NJ using tiny crustaceans to fight mosquitoes
MIDDLE TOWNSHIP, N.J. (AP) -- They've tried blasting them with pesticides, draining the swamps they breed in, infecting them with bacteria, and even employing fish to eat them, but the latest weapon in the battle against mosquitoes is barely visible.
They're called copepods.
New Jersey recently delivered 10,000 of the tiny shrimp-like crustaceans to the Cape May County Department of Mosquito Control. They're already being used to fight mosquitoes in Bergen, Passaic and Morris counties. Ocean County is next on the delivery list and six other counties will follow.
"The days of driving a truck down the street and spraying pesticides are long gone. These copepods can pick up where fish leave off," Administrator Robert Kent, of the state Office of Mosquito Control, told The Press of Atlantic City (http://bit.ly/LNQpYs).
The state uses mosquitofish, fathead minnows, killifish, bluegill and other fish to combat the blood-sucking pests in larger waterways. Sometimes this involves digging ditches, not to drain the swamp as in the early days of mosquito control, but to give the fish access to the mosquitoes.
Copepods, which eat mosquito larvae but not adult mosquitoes, are meant for smaller freshwater applications such as roadside ditches, small pools, and near schools where there are strict regulations limiting pesticides.
Cape May County put some of the copepods in water-filled tires to see how they do in one of the smaller mosquito-breeding environments, but a batch was also delivered Friday afternoon to a scour hole filled with rainwater at Middle Township High School.
"Schools have to use the least toxic alternative or notify the parents. We can use them on school property without notification," said Claudia O'Malley of the state Office of Mosquito Control Coordination.
Reducing the use of pesticides is one of the big selling points.
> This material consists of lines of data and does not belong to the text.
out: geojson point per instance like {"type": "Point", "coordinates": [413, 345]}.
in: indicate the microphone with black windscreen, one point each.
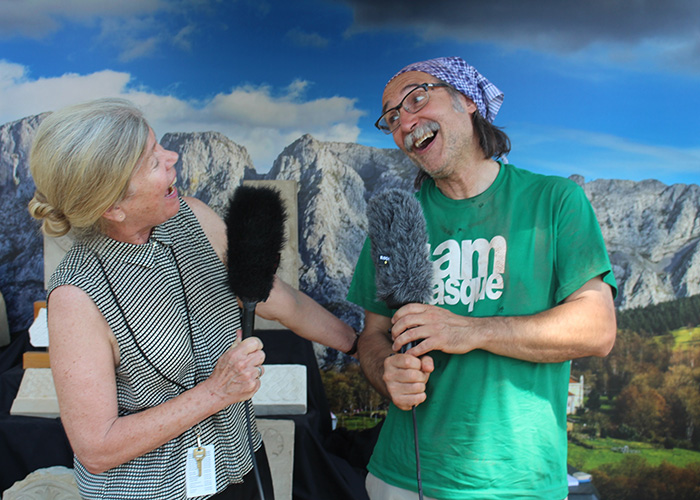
{"type": "Point", "coordinates": [255, 231]}
{"type": "Point", "coordinates": [401, 257]}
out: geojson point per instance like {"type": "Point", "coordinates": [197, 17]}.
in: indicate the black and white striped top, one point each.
{"type": "Point", "coordinates": [148, 282]}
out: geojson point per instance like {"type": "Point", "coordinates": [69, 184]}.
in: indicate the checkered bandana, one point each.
{"type": "Point", "coordinates": [466, 79]}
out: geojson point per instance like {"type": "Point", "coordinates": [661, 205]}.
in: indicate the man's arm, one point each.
{"type": "Point", "coordinates": [583, 325]}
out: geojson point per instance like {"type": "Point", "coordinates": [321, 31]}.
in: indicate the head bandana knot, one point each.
{"type": "Point", "coordinates": [466, 79]}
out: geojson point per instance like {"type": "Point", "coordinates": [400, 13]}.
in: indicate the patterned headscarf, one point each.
{"type": "Point", "coordinates": [466, 79]}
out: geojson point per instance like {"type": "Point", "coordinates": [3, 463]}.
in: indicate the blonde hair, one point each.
{"type": "Point", "coordinates": [81, 160]}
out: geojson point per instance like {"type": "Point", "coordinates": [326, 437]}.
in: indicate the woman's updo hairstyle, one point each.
{"type": "Point", "coordinates": [81, 160]}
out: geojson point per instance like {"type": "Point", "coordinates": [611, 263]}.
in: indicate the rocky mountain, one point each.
{"type": "Point", "coordinates": [651, 229]}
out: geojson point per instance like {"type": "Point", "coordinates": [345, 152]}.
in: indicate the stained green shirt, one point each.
{"type": "Point", "coordinates": [493, 427]}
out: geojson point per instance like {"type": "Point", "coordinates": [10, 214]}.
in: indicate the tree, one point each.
{"type": "Point", "coordinates": [643, 409]}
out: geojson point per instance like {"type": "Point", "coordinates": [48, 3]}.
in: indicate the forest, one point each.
{"type": "Point", "coordinates": [647, 390]}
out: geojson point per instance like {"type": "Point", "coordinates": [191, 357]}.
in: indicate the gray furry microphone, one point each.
{"type": "Point", "coordinates": [404, 272]}
{"type": "Point", "coordinates": [397, 230]}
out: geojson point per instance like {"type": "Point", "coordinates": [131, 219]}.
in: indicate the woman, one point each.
{"type": "Point", "coordinates": [150, 377]}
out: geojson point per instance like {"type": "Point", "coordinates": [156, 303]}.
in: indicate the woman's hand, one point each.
{"type": "Point", "coordinates": [236, 376]}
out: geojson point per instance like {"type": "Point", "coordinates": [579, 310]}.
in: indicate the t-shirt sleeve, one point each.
{"type": "Point", "coordinates": [581, 254]}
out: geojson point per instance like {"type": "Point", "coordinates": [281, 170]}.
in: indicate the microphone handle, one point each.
{"type": "Point", "coordinates": [248, 326]}
{"type": "Point", "coordinates": [248, 319]}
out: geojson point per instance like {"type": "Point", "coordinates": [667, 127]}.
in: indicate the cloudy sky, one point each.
{"type": "Point", "coordinates": [605, 89]}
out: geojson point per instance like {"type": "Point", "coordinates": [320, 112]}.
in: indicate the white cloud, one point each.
{"type": "Point", "coordinates": [38, 18]}
{"type": "Point", "coordinates": [250, 116]}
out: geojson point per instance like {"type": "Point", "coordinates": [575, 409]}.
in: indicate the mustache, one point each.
{"type": "Point", "coordinates": [420, 131]}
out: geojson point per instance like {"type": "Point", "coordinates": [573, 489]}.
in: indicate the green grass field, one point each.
{"type": "Point", "coordinates": [686, 337]}
{"type": "Point", "coordinates": [609, 451]}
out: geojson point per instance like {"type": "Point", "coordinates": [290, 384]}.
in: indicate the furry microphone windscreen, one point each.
{"type": "Point", "coordinates": [399, 239]}
{"type": "Point", "coordinates": [255, 230]}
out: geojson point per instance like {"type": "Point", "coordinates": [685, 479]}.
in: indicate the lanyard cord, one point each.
{"type": "Point", "coordinates": [133, 335]}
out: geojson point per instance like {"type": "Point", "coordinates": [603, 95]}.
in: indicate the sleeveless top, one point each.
{"type": "Point", "coordinates": [173, 314]}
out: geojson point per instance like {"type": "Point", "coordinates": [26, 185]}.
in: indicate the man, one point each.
{"type": "Point", "coordinates": [523, 284]}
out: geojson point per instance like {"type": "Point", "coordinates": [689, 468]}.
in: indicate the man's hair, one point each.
{"type": "Point", "coordinates": [494, 142]}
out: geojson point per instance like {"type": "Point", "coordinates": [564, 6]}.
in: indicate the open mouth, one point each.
{"type": "Point", "coordinates": [422, 137]}
{"type": "Point", "coordinates": [422, 142]}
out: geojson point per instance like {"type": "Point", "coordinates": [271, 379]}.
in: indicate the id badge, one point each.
{"type": "Point", "coordinates": [200, 471]}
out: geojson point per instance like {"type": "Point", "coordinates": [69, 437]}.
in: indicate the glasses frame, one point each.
{"type": "Point", "coordinates": [426, 87]}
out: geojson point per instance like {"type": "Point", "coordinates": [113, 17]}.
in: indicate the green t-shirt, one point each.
{"type": "Point", "coordinates": [493, 427]}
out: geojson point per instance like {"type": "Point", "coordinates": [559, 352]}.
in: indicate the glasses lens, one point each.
{"type": "Point", "coordinates": [415, 100]}
{"type": "Point", "coordinates": [389, 121]}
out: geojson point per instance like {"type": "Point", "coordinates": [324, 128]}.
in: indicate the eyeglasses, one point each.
{"type": "Point", "coordinates": [412, 102]}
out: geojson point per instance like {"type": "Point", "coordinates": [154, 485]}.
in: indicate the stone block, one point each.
{"type": "Point", "coordinates": [282, 391]}
{"type": "Point", "coordinates": [278, 436]}
{"type": "Point", "coordinates": [55, 483]}
{"type": "Point", "coordinates": [36, 396]}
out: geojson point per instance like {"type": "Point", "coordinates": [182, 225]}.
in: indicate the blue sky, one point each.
{"type": "Point", "coordinates": [604, 89]}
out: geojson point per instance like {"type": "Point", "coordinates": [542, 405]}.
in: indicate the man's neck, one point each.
{"type": "Point", "coordinates": [469, 181]}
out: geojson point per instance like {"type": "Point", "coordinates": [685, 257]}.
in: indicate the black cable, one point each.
{"type": "Point", "coordinates": [415, 439]}
{"type": "Point", "coordinates": [249, 424]}
{"type": "Point", "coordinates": [419, 479]}
{"type": "Point", "coordinates": [248, 316]}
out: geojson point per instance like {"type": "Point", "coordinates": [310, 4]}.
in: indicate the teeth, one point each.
{"type": "Point", "coordinates": [421, 140]}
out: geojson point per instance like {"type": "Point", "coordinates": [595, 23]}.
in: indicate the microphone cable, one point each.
{"type": "Point", "coordinates": [248, 314]}
{"type": "Point", "coordinates": [415, 437]}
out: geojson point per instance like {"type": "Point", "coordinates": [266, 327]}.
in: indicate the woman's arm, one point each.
{"type": "Point", "coordinates": [83, 358]}
{"type": "Point", "coordinates": [305, 317]}
{"type": "Point", "coordinates": [294, 309]}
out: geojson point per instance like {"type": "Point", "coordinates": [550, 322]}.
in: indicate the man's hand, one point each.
{"type": "Point", "coordinates": [405, 377]}
{"type": "Point", "coordinates": [438, 328]}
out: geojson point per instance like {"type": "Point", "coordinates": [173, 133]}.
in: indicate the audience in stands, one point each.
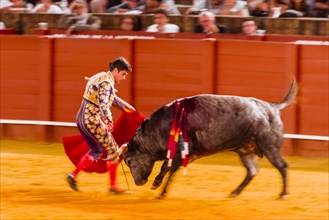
{"type": "Point", "coordinates": [7, 5]}
{"type": "Point", "coordinates": [47, 6]}
{"type": "Point", "coordinates": [249, 27]}
{"type": "Point", "coordinates": [101, 6]}
{"type": "Point", "coordinates": [207, 24]}
{"type": "Point", "coordinates": [296, 8]}
{"type": "Point", "coordinates": [258, 8]}
{"type": "Point", "coordinates": [170, 7]}
{"type": "Point", "coordinates": [321, 8]}
{"type": "Point", "coordinates": [79, 19]}
{"type": "Point", "coordinates": [129, 23]}
{"type": "Point", "coordinates": [161, 23]}
{"type": "Point", "coordinates": [235, 8]}
{"type": "Point", "coordinates": [128, 7]}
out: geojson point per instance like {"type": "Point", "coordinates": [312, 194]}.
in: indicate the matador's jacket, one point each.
{"type": "Point", "coordinates": [94, 114]}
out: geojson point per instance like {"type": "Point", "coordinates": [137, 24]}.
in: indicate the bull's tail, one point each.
{"type": "Point", "coordinates": [290, 96]}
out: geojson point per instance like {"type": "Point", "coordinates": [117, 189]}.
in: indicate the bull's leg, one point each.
{"type": "Point", "coordinates": [158, 179]}
{"type": "Point", "coordinates": [273, 155]}
{"type": "Point", "coordinates": [173, 169]}
{"type": "Point", "coordinates": [250, 163]}
{"type": "Point", "coordinates": [270, 146]}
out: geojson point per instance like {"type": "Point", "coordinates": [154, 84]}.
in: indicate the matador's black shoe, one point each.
{"type": "Point", "coordinates": [72, 182]}
{"type": "Point", "coordinates": [116, 191]}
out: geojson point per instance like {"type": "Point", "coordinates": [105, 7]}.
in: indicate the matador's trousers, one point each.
{"type": "Point", "coordinates": [94, 132]}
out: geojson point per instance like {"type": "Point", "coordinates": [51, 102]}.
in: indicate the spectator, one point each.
{"type": "Point", "coordinates": [100, 6]}
{"type": "Point", "coordinates": [321, 8]}
{"type": "Point", "coordinates": [258, 8]}
{"type": "Point", "coordinates": [128, 7]}
{"type": "Point", "coordinates": [170, 7]}
{"type": "Point", "coordinates": [297, 8]}
{"type": "Point", "coordinates": [234, 7]}
{"type": "Point", "coordinates": [152, 5]}
{"type": "Point", "coordinates": [161, 23]}
{"type": "Point", "coordinates": [79, 19]}
{"type": "Point", "coordinates": [201, 5]}
{"type": "Point", "coordinates": [7, 5]}
{"type": "Point", "coordinates": [47, 6]}
{"type": "Point", "coordinates": [207, 24]}
{"type": "Point", "coordinates": [249, 27]}
{"type": "Point", "coordinates": [128, 23]}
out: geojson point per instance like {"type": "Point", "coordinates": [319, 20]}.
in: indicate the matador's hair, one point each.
{"type": "Point", "coordinates": [121, 64]}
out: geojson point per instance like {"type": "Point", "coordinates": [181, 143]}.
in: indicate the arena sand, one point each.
{"type": "Point", "coordinates": [33, 187]}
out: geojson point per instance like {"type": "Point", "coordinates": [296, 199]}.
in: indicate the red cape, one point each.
{"type": "Point", "coordinates": [124, 129]}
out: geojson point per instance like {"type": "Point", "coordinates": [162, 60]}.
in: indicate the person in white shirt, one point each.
{"type": "Point", "coordinates": [161, 23]}
{"type": "Point", "coordinates": [47, 6]}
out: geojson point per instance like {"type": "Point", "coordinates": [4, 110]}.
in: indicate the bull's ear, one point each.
{"type": "Point", "coordinates": [145, 122]}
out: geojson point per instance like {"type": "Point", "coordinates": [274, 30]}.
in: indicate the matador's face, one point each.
{"type": "Point", "coordinates": [120, 76]}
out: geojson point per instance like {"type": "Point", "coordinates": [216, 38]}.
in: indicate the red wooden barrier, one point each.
{"type": "Point", "coordinates": [171, 69]}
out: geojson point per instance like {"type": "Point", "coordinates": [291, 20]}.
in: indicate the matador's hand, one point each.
{"type": "Point", "coordinates": [109, 126]}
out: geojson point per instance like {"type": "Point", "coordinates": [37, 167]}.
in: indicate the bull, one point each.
{"type": "Point", "coordinates": [215, 123]}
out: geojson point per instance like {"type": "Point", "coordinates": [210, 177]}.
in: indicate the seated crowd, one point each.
{"type": "Point", "coordinates": [82, 14]}
{"type": "Point", "coordinates": [264, 8]}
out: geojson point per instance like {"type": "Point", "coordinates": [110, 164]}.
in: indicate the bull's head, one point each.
{"type": "Point", "coordinates": [138, 158]}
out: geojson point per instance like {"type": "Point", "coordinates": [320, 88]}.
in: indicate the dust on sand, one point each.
{"type": "Point", "coordinates": [33, 187]}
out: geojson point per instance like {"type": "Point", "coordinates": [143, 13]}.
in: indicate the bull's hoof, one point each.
{"type": "Point", "coordinates": [233, 195]}
{"type": "Point", "coordinates": [283, 197]}
{"type": "Point", "coordinates": [72, 182]}
{"type": "Point", "coordinates": [162, 196]}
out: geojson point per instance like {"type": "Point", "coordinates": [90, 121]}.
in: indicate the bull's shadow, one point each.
{"type": "Point", "coordinates": [214, 123]}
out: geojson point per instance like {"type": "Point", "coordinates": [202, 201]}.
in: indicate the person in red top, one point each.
{"type": "Point", "coordinates": [95, 123]}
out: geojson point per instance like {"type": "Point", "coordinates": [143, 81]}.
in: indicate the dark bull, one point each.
{"type": "Point", "coordinates": [248, 126]}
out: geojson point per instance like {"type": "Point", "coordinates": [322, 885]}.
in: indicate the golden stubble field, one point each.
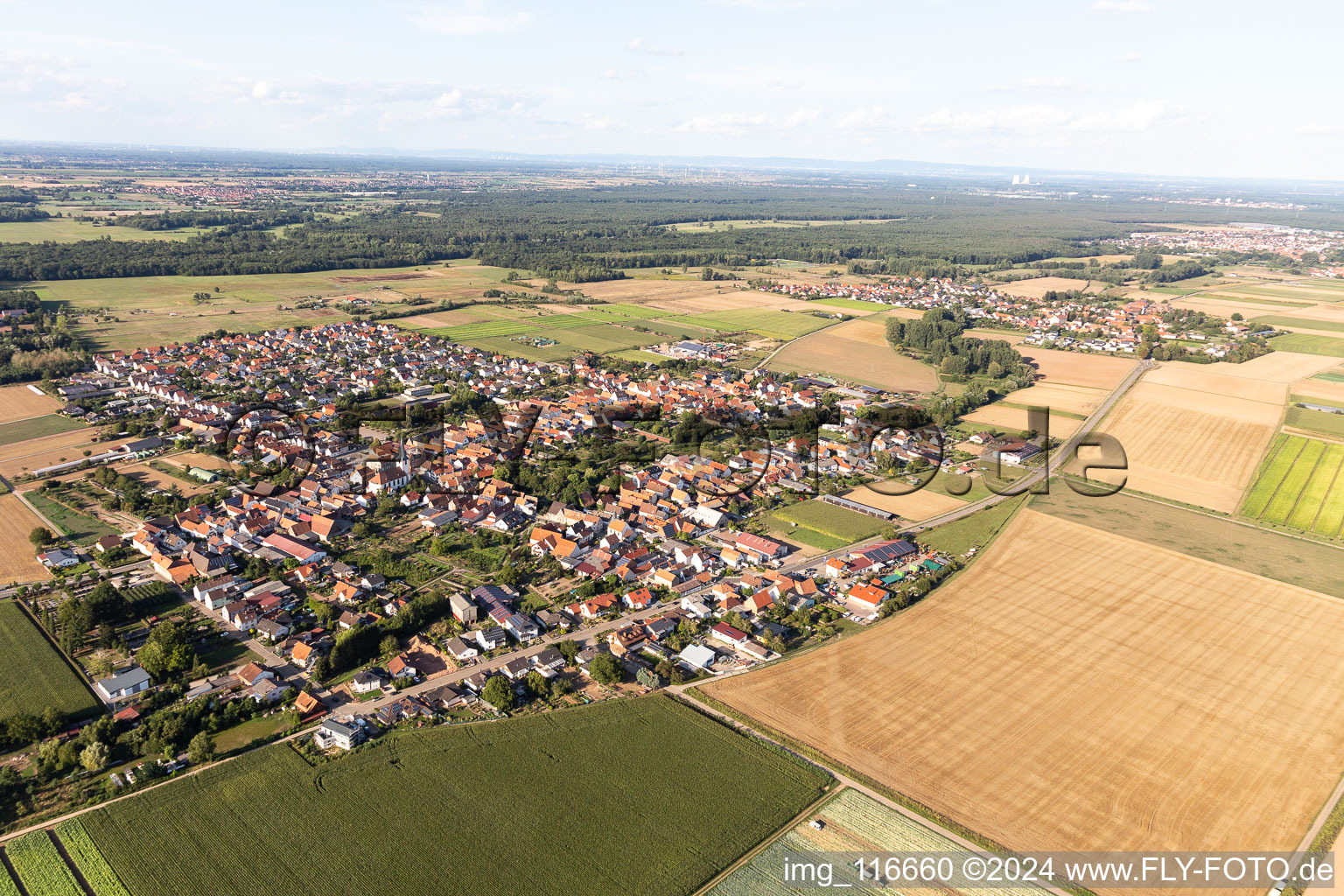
{"type": "Point", "coordinates": [915, 506]}
{"type": "Point", "coordinates": [1016, 418]}
{"type": "Point", "coordinates": [1038, 286]}
{"type": "Point", "coordinates": [20, 402]}
{"type": "Point", "coordinates": [18, 556]}
{"type": "Point", "coordinates": [857, 351]}
{"type": "Point", "coordinates": [1194, 434]}
{"type": "Point", "coordinates": [1081, 690]}
{"type": "Point", "coordinates": [1077, 368]}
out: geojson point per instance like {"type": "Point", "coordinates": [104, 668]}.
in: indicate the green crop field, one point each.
{"type": "Point", "coordinates": [781, 528]}
{"type": "Point", "coordinates": [89, 861]}
{"type": "Point", "coordinates": [40, 868]}
{"type": "Point", "coordinates": [248, 301]}
{"type": "Point", "coordinates": [1300, 485]}
{"type": "Point", "coordinates": [1309, 344]}
{"type": "Point", "coordinates": [852, 304]}
{"type": "Point", "coordinates": [835, 522]}
{"type": "Point", "coordinates": [77, 527]}
{"type": "Point", "coordinates": [626, 797]}
{"type": "Point", "coordinates": [32, 675]}
{"type": "Point", "coordinates": [756, 320]}
{"type": "Point", "coordinates": [37, 427]}
{"type": "Point", "coordinates": [978, 528]}
{"type": "Point", "coordinates": [1323, 422]}
{"type": "Point", "coordinates": [851, 823]}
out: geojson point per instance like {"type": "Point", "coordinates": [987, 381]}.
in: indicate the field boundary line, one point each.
{"type": "Point", "coordinates": [1303, 491]}
{"type": "Point", "coordinates": [1328, 489]}
{"type": "Point", "coordinates": [903, 805]}
{"type": "Point", "coordinates": [8, 868]}
{"type": "Point", "coordinates": [1280, 484]}
{"type": "Point", "coordinates": [789, 825]}
{"type": "Point", "coordinates": [1312, 434]}
{"type": "Point", "coordinates": [1228, 519]}
{"type": "Point", "coordinates": [70, 864]}
{"type": "Point", "coordinates": [74, 667]}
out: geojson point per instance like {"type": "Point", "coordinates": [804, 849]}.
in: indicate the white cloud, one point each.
{"type": "Point", "coordinates": [1042, 118]}
{"type": "Point", "coordinates": [639, 45]}
{"type": "Point", "coordinates": [1042, 85]}
{"type": "Point", "coordinates": [802, 117]}
{"type": "Point", "coordinates": [1138, 116]}
{"type": "Point", "coordinates": [1121, 5]}
{"type": "Point", "coordinates": [727, 122]}
{"type": "Point", "coordinates": [469, 18]}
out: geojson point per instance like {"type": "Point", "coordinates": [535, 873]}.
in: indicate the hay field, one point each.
{"type": "Point", "coordinates": [1012, 338]}
{"type": "Point", "coordinates": [1226, 308]}
{"type": "Point", "coordinates": [150, 477]}
{"type": "Point", "coordinates": [20, 402]}
{"type": "Point", "coordinates": [18, 556]}
{"type": "Point", "coordinates": [1326, 312]}
{"type": "Point", "coordinates": [1062, 396]}
{"type": "Point", "coordinates": [1078, 690]}
{"type": "Point", "coordinates": [1015, 418]}
{"type": "Point", "coordinates": [1196, 442]}
{"type": "Point", "coordinates": [1320, 388]}
{"type": "Point", "coordinates": [1098, 371]}
{"type": "Point", "coordinates": [1218, 381]}
{"type": "Point", "coordinates": [917, 506]}
{"type": "Point", "coordinates": [24, 457]}
{"type": "Point", "coordinates": [857, 351]}
{"type": "Point", "coordinates": [248, 301]}
{"type": "Point", "coordinates": [197, 458]}
{"type": "Point", "coordinates": [686, 296]}
{"type": "Point", "coordinates": [1038, 286]}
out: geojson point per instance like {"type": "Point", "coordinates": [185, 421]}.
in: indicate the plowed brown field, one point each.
{"type": "Point", "coordinates": [1078, 690]}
Copepods are natural and native to New Jersey, though this is the farthest north they have ever been used for mosquito control. New Orleans was the first to use copepods, and it taught New Jersey its system of growing them in a laboratory. New Jersey is the only the second state to use them and may be the only one at this point.
"Hurricane Katrina destroyed their facility in New Orleans," Kent said.
They are also inexpensive to produce at the state Department of Agriculture's Philip Alampi Beneficial Insect Rearing Laboratory in West Trenton. Mark Meyer, who works in the laboratory, said it takes about six weeks to make a batch using distilled water and wheat seed as a medium and feeding them paramecium.
"To me, its way cool because I am a bug nerd," Meyer joked.
The state Department of Agriculture is involved because mosquitoes are a vector for Eastern equine encephalitis and West Nile virus, both of which kill horses -- and sometimes people.
"The public is not always aware of some of the things protecting them. This will help fight encephalitis," state Agriculture Secretary Douglas Fisher said.
Mosquitoes have long been a pest at the shore -- and the invention of the screen is credited as one of the major developments in the history of the tourism industry.
But they can also be killers. A 1959 outbreak of Eastern equine encephalitis at the New Jersey shore killed 21 people and left about a dozen with brain damage. It also decimated the tourism industry as people canceled hotel reservations and left the shore in droves, reportedly taping quarters to their windows so they wouldn't have to open them at Garden State Parkway toll booths.
A 1968 outbreak killed six people and about 100 horses. In 1994 an outbreak killed seven horses and 10 emus. So far this year, there has only been one case. A horse in Burlington County was euthanized in May.
"We have a tourist business worth $5.1 billion (per year) in the county of Cape May. If we had a mosquito-borne illness, or outbreak, in this county it would hurt our economy," said Freeholder Director Gerald Thornton.
Such outbreaks are relatively rare and the public has been against heavy pesticide use since DDT was banned almost four decades ago. The agencies paid to control mosquitoes are always looking for safer alternatives.
Peter Bozak, Cape May County's director of Mosquito Control, set up a test plot with six small water holes. He put copepods in four of them and left two as control plots. He will follow the progress to see how many mosquito larvae are eaten and at what stage in their development. Mosquitoes hatch from eggs and then go through several stages toward adulthood.
The hope is birds and other wildlife will move the copepods around.
"We're trying to use our native species and take pesticides out of the environment," Bozak said.